For shell-and-tube water-on-water service, typical fouled U-values are 800–1500 W/(m²·K). For water cooling a process liquid, ranges depend on the process side — light organics 350–900 W/(m²·K), heavy organics 60–300 W/(m²·K). See the Typical U-Values Reference. Always derate from a clean U-value using the appropriate fouling resistance.
What minimum approach temperature should I assume?
Typical preliminary defaults are 5–10 °C for water service. Tighter approaches drive much larger area; wider approaches sacrifice heat recovery.
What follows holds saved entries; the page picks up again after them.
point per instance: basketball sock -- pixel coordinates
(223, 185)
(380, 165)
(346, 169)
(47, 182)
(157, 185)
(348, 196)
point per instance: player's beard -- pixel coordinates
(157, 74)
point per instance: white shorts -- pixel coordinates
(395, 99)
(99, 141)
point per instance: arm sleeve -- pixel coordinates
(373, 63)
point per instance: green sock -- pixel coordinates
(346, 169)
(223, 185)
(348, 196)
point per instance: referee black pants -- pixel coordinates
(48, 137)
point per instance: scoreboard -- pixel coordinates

The right value depends on duty value, area cost, and operating philosophy. See the Minimum Approach Temperature Reference for typical ranges by service.
Do I need to put the cooling water on the tube side?
Usually yes for shell-and-tube — cooling water on the tube side is easier to clean, allows velocity control, and isolates fouling to the tubes. There are exceptions (e.g., high-pressure process side that drives tube-side placement of the process, or specific corrosion considerations). The decision is part of the rating step.
Why is fouling so important for cooling-water service?
Cooling water in industrial systems carries scaling species (Ca, Mg), biological load, and suspended solids. Fouling resistance can dominate the overall U-value, especially in low-velocity flow. Use a published fouling resistance for the specific water quality and treatment regime, not a clean U-value.